Tylototriton uyenoi

Scientific classification
- Kingdom: Animalia
- Phylum: Chordata
- Class: Amphibia
- Order: Urodela
- Family: Salamandridae
- Genus: Tylototriton
- Species: T. uyenoi
- Binomial name: Tylototriton uyenoi Nishikawa, Khonsue, Pomchote, and Matsui, 2013

= Tylototriton uyenoi =

- Genus: Tylototriton
- Species: uyenoi
- Authority: Nishikawa, Khonsue, Pomchote, and Matsui, 2013

Species of amphibian

Tylototriton uyenoi, the Chiang Mai crocodile newt, is a newt endemic to Chiang Mai Province, Thailand.
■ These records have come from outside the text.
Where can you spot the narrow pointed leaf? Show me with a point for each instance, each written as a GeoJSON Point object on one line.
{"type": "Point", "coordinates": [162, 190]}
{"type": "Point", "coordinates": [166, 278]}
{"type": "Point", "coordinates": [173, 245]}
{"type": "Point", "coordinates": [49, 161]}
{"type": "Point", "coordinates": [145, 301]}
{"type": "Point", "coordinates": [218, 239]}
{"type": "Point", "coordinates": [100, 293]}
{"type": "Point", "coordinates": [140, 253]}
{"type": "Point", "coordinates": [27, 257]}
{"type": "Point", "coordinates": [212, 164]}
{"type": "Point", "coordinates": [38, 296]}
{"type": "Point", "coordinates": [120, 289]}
It was distinguished from Tylototriton shanjing, the emperor newt, in 2013. The species was named in honor of herpetologist Shun-ichi Ueno. T. uyenoi is one of the few salamander species endemic to Thailand.

==Description==
Tylototriton uyenoi bears a prominent ridge on its back, flanked by two rows of raised bumps; the head bears parallel ridges. These features are coloured orange, while the rest of the body is brownish black. Juveniles appear to be somewhat more highly coloured. Individuals reach an average length of 75–79 mm.

==Distribution==
The species occurs only in Chiang Mai Province, where it has been recorded in Chiang Dao Wildlife Sanctuary and Doi Inthanon National Park.

==Ecology==
The species appears to be a generalist predator, feeding on a variety of arthropods and snails. Breeding has been reported from May to July.